You know how political polls always mention a “margin of error” of so many percentage points? So Candidate X may be 3 percent up in the polls, but that’s actually “a statistical dead heat.” Well, the technology research world needs some discipline like this, because too many research firms have gotten lazy and are playing it fast and loose with small sample sizes.
Of course I realize we all snoozed through statistics and don’t want to revisit that heavy math stuff (chi square, null hypotheses, Type 1 errors, and so on). But I keep getting research reports that make highly specific claims, with an air of learned authority, that turn out to be based on such a small sample size that the results are very likely skewed by chance (or “fooled by randomness,” as in the title of a current math-geek bestseller).
Take one report I received last week from … let’s just call them Nameless Research. I’d call it Shameless, but it’s not really any worse than many other firms. Using page after page of fancy pie charts, Nameless’ report addressed VoIP, outsourcing, server consolidation, IPv6, Sarbanes-Oxley, open source — pretty much everything and the kitchen sink.
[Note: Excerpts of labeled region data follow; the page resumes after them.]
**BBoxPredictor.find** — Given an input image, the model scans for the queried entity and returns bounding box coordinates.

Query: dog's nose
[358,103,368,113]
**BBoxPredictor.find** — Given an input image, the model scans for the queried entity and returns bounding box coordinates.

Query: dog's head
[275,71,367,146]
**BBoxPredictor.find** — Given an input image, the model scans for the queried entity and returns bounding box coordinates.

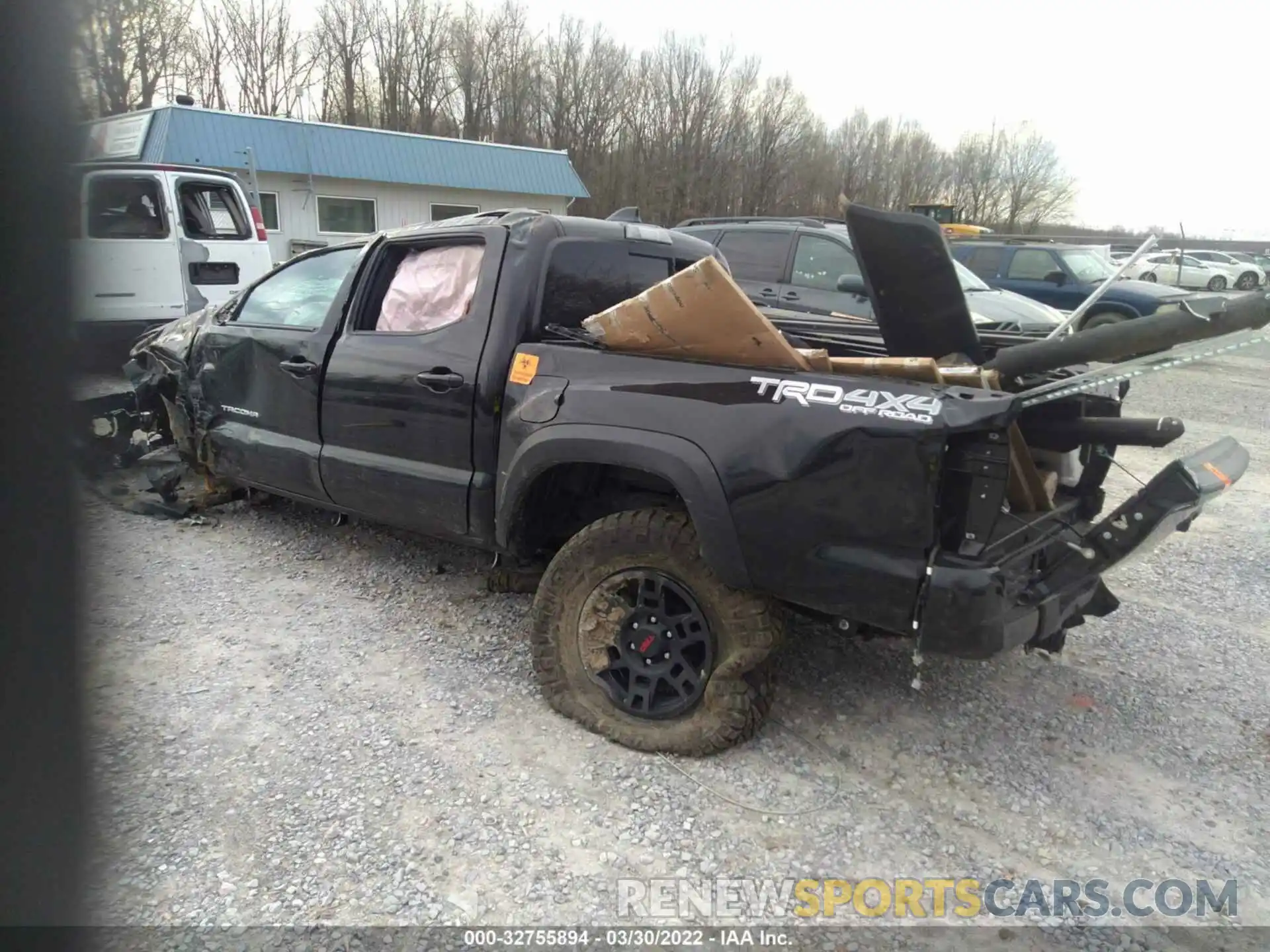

The study presented very granular findings such as: “59 percent of organizations using virtualization are doing so for application testing and development; 20 percent of organizations are planning to backsource work, and of those, 44 percent are doing so because of ‘cost savings not realized’; 8 percent of organizations are looking at a business unit rollout of desktop Linux solutions; and 29 percent of organizations say ILM (information lifecycle management) will be very important to them in the next year.”
Very illuminating. But when you look at the study’s “methods” description, it turns out the survey had included only 132 organizations. And when I e-mailed Nameless Research’s PR guy asking for a statistical clarification, he e-mailed back that only “88 of the 132 gave a company name with no duplicates.” And he attached a boilerplate statement that said that “our objective here is to provide guidance while not attempting to estimate the size of markets or to project adoption rates of various technologies.”
OK, fine. … Nameless Research was basically admitting that the study was SWAG (qualitative is the polite phrase), and not statistically significant. I could have forgiven Nameless right then, given it a pass on not mentioning this in the “methods” description, had the boilerplate e-mail not continued with the following (I kid you not):
“We think the results of this exercise are neither the cryptic omens of foretellers who don’t really tell us much nor the wild (and therefore unreliable) predictions of analysts who have little grounds for making such sure-handed forecasts. While perhaps a little lower in surprise value, our data is deeper in analysis value and more reliable and applicable.”
What? Huh? What were Nameless’ research directors smoking when they wrote this? Obviously they skipped out of statistics in college to attend an extra literature seminar or two. So now they’re saying that despite only 132 (or 88) respondents the survey is “deep in analysis value” and “reliable” without any of the basic math to back it up? Moral of the story: Before you base any major decisions on industry research reports, be very very skeptical – and maybe even a little afraid.